The man credited with being the Movement’s leading theoretician was Joseph Weber, a German former member of the Trotskyite group, the IKD (Internationale Kommunisten Deutschlands). Weber, also known as Ernst Zander, William Lunen and Erik Erikson, remained one of the most frequent contributors to ‘Contemporary Issues’ until his death in 1959. The most prominent members of the Movement in its early years tended to be German émigrés; a mix of former Trotskyites and social democrats such as Max Laufer, Ulrich Jacobs and Fritz Besser. There were also South Africans living in exile such as Pierre Watter, Richard McArthur and Stanley Trevor.
[edit] Programme
The Movement opposed having a rigid ideological programme, and its founders refuted the idea of giving “solemn assurances of promises”[1]. The nearest thing it had to a programme of ideals was Weber’s contribution to ‘Contemporary Issues’ in 1950, entitled ‘The Great Utopia’[2]. Ideologically, it Western notions of parliamentary democracy and Soviet communism, seeing both ‘ideologies’ as mutually reinforcing one another. Yet the Movement for a Democracy of Content was not a political party in any conventional sense.

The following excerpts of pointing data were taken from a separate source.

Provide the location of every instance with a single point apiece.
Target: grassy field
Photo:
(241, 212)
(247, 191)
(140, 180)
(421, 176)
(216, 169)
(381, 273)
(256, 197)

Its followers also rejected the traditionally leftist notion of ‘class struggle’, instead believing that a “majority revolution” [3]was possible. They hoped to undermine existing power structures by providing answers to a wide range of important, and frequently neglected, topics through the pages of ‘Contemporary Issues’.
Essays on topics such as the Aboriginal experience in Australia would often appear alongside articles discussing Diderot; while other writers would discuss everything from nuclear power and urban development to food biology.
[edit] Activities
The Movement’s influence on mainstream politics was marginal, and its leaders prone to feuding. However, it dedicated its energies to a number of important struggles in the 1950s. The German group was particularly active in opposing West German remilitarization. The New York group campaigned hard in support of the 1956 Hungarian Uprising, while also causing a stir with Murray Bookchin’s articles about synthetic chemicals in food.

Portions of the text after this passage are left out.